It's been another week with far more retail news than there is time in the day. Below, we break down some things you may have missed during the week and what we're still thinking about.
From Victoria's Secret launching a podcast to a Hot Wheels and Gucci collab, here's our closeout for the week.
What you may have missed
Victoria's Secret is podcasting now because why not?
As part of its effort to emerge from its reputation as a lingerie brand dependent on the male gaze, Victoria's Secret on Wednesday launched a podcast, VS Voices, spearheaded by Girlgaze founder Amanda de Cadenet. Episodes will feature "a group of icons who share a common passion to drive positive change in the world," including members of the company's new VS Collective like Priyanka Chopra Jonas, Megan Rapinoe, Paloma Elsesser, Valentina Sampaio, Adut Akech and Eileen Gu, per a company press release.
That group, too, is an overt pivot from Victoria's Secret's infamous "angels," and was launched in June, shortly before the brand's official split from former parent L Brands. With new episodes dropping on Wednesdays, de Cadenet each week will interview a guest, starting with Chopra Jonas, who "explores how growing up in India helped define her as an advocate for women, how she balances ambition with emotional vulnerability and offers new insight into her grief around the death of her father, and how her culture reacted to her marriage to Nick Jonas."
Canada Goose plans first-ever footwear campaign
The apparel company, known for its luxury winter coats, expanded into the footwear space recently and on Wednesday this week released a preview of its first campaign for the category. The campaign, dubbed Force of Nature, features Romeo Beckham, Indigenous artist and activist Sarain Fox and Indigenous leader and former NHL player Jordin Tootoo. Each is profiled in the campaign to celebrate "what makes each of these personalities a Force of Nature."
All of the stories are told with the environment and weather as a driving force. Beckham's storyline takes place among the mountains, Fox's in the forest and Tootoo's in a foggy plain. The campaign explores what Canada Goose's "Live in the Open" motto means to each of the three, and pushes its two first footwear styles: the Snow Mantra Boot (made in the image of the brand's Snow Mantra Parka) and the Journey Boot (inspired by classic hiking boots worn in the Alps).
"The launch of Canada Goose Footwear is one of the most significant milestones in our more than six-decade history. We are bringing a completely new perspective to the category, balancing performance and luxury – which is the ultimate expression of our lifestyle brand," Dani Reiss, president and CEO of Canada Goose, said in a statement. "A Force of Nature is strong, dynamic and confident; all characteristics that Canada Goose enables."

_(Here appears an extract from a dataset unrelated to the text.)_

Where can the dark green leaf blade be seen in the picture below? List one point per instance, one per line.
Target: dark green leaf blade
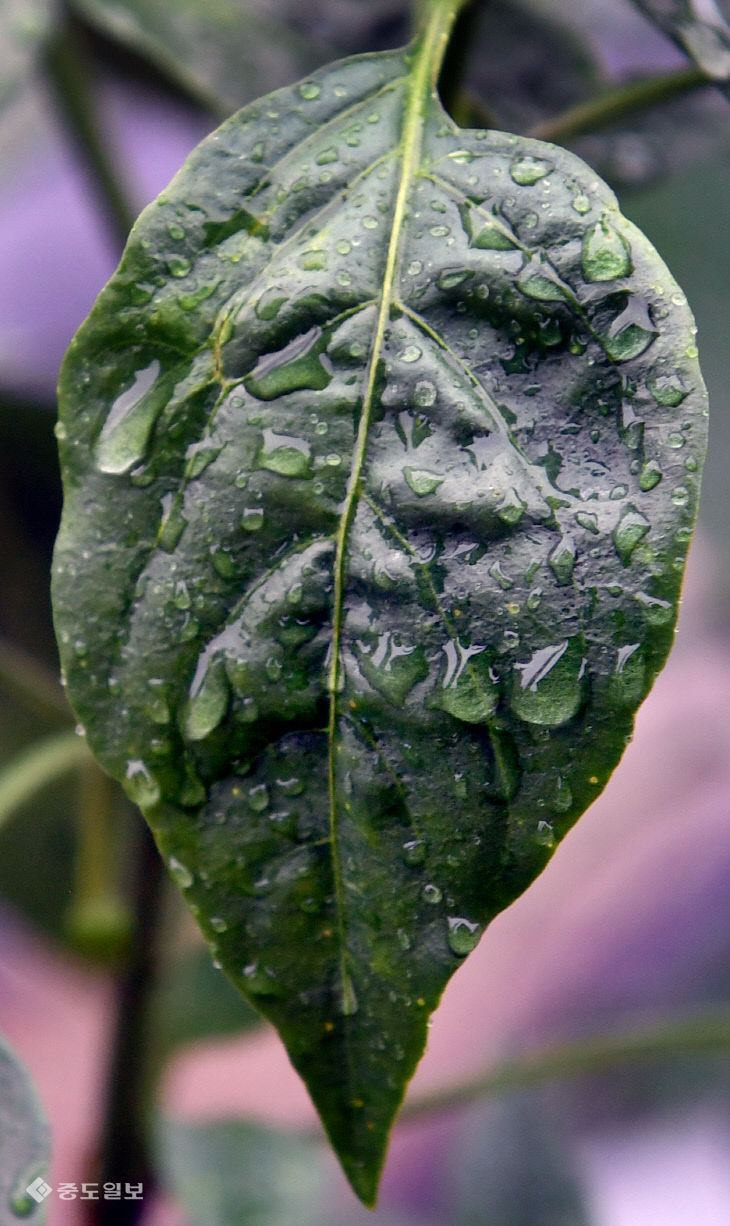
(699, 28)
(380, 459)
(25, 1145)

All Rihanna sees is dollar signs
DTC lingerie company Savage x Fenty announced that it is delving into brick and mortar in 2022. Co-President and Chief Merchandising and Design Officer Christiane Pendarvis told Bloomberg that U.S. stores were part of its upcoming growth strategy and that the company is opening its own physical stores. The business, which is owned by Rihanna, may also expand its store presence to the European Union.

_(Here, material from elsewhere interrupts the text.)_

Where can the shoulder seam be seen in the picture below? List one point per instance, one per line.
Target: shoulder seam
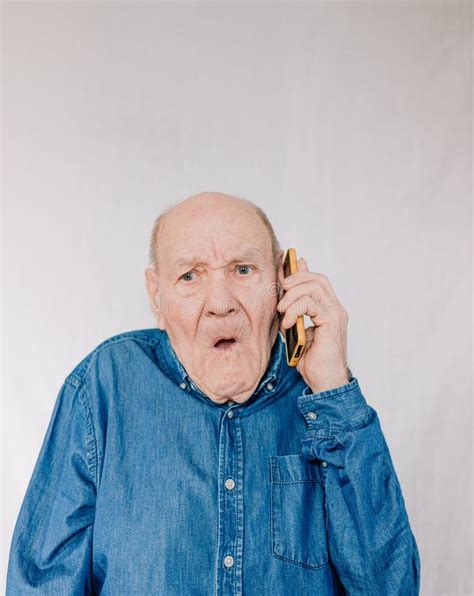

Mirror to launch into Canadian market
Just over a year after Lululemon acquired the at-home fitness startup, Mirror is readying its launch into Canada. The technology will be sold in nearly 40 Lululemon stores across the country as well as online beginning Nov. 22. The expansion into Canada pushes Mirror's in-store presence to nearly 200 locations, the company said in a press release.
"We have seen rapid growth and strong engagement for Mirror since launching in the United States and look forward to deepening our roots at home in Canada," Celeste Burgoyne, president of the Americas and Global Guest Innovation at Lululemon, said in a statement.
The move comes just weeks after Lululemon announced Mirror's founder and CEO, Brynn Putnam, would be stepping down from her role as chief executive.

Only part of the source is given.